O pré-candidato democrata à Casa Branca Barack Obama está cada vez mais próximo da nomeação democrata e já investe em uma nova etapa de campanha; unificar o Partido Democrata ferido pelos intensos ataques para fortalecer sua plataforma para as eleições gerais.

Nesta quinta-feira, um de seus assessores declarou que a campanha de Obama espera declarar vitória em 20 de maio, data em que Kentucky e Oregon realizam suas primárias e, segundo seus cálculos, o senador terá a maioria dos delegados em jogo.

Contudo, o otimismo da campanha de Obama parece não contagiar os superdelegados, líderes partidários que votam independentemente das primárias e devem definir a nomeação com seus 796 votos.

Segundo o "The Washington Post", apesar de ter sido recebido com grande entusiasmo na Casa dos Representantes (Câmara dos Deputados), atualmente dominada pelos democratas, ele conquistou apenas dois novos endossos da Casa nesta quinta-feira, de Rick Larsen (Washington) e Brad Miller (Carolina do Norte).

Veja a repercussão da corrida dos pré-candidatos à Presidência dos EUA nos jornais do país:

"The Washington Post"(EUA)
Obama quer unificar o partido até novembro

Reprodução
Washington Post
Washington Post

O senador Barack Obama começou a tomar os primeiros passos para unificar o dividido Partido Democrata para uma batalha nas eleições gerais contra John McCain.

De volta a Washington nesta quinta-feira, Obama foi interrompido por apoiadores empolgados enquanto caminhava pela Casa dos Representantes (Câmara dos Deputados).
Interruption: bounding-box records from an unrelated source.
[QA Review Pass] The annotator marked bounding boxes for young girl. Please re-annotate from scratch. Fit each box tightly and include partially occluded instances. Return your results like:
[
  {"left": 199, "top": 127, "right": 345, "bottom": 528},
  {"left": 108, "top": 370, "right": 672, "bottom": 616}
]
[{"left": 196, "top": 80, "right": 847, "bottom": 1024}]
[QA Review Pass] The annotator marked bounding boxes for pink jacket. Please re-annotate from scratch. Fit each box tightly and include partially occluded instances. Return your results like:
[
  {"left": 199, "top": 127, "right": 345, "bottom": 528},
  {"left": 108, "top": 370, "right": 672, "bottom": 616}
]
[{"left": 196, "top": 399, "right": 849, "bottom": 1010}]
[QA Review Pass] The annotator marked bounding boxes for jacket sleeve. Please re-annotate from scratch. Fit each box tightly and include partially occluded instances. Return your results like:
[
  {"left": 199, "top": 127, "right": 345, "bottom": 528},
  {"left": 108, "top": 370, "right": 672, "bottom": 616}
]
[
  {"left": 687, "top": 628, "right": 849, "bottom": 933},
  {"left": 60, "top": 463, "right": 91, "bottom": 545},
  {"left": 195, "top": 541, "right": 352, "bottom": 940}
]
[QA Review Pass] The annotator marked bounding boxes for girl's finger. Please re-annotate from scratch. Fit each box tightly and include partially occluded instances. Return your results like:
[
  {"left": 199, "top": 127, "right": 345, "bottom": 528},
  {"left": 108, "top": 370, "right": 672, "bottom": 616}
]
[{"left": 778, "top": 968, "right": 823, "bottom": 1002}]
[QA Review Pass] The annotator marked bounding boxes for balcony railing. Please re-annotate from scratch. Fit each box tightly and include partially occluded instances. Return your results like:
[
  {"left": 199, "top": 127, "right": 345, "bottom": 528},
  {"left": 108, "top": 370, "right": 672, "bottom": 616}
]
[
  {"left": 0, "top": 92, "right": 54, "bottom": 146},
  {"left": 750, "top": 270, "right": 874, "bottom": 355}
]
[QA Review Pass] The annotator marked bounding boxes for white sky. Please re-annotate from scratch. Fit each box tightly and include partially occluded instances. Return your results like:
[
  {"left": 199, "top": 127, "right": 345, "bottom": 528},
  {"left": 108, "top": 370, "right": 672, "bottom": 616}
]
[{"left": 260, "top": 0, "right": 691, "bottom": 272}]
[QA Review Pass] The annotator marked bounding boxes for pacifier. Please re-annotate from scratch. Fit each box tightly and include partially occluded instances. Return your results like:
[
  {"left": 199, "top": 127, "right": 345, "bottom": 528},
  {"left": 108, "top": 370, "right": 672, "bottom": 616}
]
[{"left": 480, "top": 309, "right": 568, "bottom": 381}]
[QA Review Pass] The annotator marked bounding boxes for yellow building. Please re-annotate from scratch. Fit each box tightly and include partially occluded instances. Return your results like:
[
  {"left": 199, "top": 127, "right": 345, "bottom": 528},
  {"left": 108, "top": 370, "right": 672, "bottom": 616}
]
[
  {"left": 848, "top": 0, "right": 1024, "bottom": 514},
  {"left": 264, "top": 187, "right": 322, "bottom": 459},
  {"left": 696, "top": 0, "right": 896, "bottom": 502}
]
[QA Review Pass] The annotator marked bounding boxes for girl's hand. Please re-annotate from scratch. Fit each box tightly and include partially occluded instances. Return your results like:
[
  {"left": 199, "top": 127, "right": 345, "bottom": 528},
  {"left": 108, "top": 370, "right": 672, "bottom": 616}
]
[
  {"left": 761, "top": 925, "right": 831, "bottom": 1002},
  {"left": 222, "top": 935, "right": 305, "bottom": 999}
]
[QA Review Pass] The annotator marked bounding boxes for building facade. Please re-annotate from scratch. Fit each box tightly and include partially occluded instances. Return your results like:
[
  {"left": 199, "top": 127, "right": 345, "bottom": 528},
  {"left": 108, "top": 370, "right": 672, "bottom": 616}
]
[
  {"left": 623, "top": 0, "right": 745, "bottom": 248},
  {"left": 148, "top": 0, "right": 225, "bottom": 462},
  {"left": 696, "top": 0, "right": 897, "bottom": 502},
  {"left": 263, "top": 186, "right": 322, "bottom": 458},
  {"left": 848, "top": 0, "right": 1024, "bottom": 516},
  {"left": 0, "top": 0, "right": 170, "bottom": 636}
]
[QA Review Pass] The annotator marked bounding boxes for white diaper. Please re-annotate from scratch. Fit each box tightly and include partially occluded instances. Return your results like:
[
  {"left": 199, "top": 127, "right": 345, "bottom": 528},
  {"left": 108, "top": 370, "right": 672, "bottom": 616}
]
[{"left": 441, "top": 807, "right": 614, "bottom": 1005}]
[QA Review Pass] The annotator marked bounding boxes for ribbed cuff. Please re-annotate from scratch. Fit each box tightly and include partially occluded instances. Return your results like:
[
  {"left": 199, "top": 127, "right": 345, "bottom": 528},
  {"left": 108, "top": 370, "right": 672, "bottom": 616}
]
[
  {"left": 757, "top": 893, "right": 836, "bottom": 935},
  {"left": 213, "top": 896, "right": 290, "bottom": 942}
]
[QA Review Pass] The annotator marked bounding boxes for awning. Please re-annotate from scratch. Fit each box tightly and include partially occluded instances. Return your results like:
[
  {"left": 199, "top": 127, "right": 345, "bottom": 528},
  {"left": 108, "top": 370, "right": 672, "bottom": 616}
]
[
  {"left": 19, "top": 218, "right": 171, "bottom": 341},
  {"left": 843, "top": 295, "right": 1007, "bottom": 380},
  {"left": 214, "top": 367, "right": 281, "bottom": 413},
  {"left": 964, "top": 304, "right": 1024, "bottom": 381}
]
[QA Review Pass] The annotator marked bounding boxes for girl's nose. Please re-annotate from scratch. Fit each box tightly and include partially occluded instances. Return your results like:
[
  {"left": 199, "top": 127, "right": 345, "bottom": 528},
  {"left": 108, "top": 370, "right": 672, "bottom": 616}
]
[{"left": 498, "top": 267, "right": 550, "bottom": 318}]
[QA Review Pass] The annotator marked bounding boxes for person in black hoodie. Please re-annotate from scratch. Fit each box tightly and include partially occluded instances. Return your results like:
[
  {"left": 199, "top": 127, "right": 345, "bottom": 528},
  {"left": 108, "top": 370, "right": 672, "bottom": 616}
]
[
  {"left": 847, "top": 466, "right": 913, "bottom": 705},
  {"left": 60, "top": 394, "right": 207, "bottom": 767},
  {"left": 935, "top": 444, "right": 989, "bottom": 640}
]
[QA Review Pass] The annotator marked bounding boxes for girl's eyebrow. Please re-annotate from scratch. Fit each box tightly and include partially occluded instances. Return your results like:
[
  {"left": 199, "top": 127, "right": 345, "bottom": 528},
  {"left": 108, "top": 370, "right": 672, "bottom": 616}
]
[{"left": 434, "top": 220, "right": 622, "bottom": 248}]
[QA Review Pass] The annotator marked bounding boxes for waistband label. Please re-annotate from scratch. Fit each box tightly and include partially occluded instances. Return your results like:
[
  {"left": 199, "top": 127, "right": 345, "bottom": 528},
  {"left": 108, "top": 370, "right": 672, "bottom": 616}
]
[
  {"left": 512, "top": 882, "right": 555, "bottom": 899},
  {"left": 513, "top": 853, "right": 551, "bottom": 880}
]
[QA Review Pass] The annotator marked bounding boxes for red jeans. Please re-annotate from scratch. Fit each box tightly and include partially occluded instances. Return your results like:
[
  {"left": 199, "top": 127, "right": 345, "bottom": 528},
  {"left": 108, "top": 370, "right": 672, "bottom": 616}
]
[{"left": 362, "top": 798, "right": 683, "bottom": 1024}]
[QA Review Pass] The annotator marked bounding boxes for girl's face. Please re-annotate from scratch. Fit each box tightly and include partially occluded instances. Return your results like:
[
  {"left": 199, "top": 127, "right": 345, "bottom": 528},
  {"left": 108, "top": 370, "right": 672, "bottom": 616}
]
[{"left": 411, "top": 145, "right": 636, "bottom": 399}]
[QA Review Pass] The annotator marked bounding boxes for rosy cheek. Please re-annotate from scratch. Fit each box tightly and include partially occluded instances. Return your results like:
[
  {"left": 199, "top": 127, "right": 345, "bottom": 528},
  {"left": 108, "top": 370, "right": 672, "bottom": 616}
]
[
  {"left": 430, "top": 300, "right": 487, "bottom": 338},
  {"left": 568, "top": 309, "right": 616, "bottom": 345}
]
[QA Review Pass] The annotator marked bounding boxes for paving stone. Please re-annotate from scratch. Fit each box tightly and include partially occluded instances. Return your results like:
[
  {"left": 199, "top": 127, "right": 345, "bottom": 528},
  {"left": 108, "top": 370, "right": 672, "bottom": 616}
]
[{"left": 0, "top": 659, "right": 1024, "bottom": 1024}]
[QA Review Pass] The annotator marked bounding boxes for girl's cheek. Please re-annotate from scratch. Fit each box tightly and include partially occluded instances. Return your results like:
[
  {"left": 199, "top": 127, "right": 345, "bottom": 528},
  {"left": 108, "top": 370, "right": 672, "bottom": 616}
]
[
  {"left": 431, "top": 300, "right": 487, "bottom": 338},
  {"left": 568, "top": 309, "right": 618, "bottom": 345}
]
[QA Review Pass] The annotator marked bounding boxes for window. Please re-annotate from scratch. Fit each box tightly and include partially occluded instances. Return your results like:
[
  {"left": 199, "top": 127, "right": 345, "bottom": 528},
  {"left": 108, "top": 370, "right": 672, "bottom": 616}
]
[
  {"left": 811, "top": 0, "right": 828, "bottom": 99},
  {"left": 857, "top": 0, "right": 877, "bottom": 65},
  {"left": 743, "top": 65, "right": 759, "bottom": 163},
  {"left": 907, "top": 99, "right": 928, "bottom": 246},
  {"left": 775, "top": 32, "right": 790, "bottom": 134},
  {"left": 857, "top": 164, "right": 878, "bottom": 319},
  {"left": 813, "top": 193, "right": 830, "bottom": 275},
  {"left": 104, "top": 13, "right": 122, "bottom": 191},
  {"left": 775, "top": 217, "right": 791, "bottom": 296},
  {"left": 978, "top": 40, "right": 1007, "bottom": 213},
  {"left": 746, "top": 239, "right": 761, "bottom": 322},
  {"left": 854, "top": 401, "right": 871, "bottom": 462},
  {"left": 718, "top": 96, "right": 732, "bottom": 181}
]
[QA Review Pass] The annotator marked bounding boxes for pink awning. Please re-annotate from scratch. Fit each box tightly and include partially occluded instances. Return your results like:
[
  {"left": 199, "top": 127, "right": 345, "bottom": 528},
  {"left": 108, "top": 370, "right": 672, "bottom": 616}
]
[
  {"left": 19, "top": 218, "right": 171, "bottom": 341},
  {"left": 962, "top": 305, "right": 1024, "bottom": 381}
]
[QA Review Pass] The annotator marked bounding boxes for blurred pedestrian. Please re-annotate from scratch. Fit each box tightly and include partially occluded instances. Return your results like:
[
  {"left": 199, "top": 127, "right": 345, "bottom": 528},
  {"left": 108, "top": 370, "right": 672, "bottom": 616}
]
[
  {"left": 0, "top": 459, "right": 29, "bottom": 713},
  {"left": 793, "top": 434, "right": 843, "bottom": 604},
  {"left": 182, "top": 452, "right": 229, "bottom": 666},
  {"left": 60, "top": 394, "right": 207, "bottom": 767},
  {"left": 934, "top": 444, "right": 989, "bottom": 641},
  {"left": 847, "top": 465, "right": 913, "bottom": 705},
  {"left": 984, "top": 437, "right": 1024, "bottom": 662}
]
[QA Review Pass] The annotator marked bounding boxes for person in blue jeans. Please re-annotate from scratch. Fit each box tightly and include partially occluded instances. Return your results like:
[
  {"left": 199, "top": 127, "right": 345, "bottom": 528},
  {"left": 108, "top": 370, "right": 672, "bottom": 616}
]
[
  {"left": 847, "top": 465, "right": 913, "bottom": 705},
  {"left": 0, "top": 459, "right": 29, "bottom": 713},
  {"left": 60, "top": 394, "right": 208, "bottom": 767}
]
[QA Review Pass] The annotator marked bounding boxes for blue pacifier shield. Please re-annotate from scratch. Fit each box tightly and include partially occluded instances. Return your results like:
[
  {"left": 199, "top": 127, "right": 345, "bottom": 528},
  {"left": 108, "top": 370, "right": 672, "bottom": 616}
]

Mas, atrás dos panos, sua campanha trabalhou intensamente para ganhar superdelegados ainda indecisos e aliados de Hillary, com o cuidado de não parecer confiante demais ou mesmo perder o apoio de Hillary, seu marido, Bill Clinton e seus apoiadores para as eleições gerais.

Com inúmeros democratas proeminentes esperando nos bastidores para endossar sua candidatura, Obama parece no caminho para ganhar os delegados e superdelegados que ele precisa para garantir a nomeação democrata em 20 de maio, quando Kentucky e Oregon votarem.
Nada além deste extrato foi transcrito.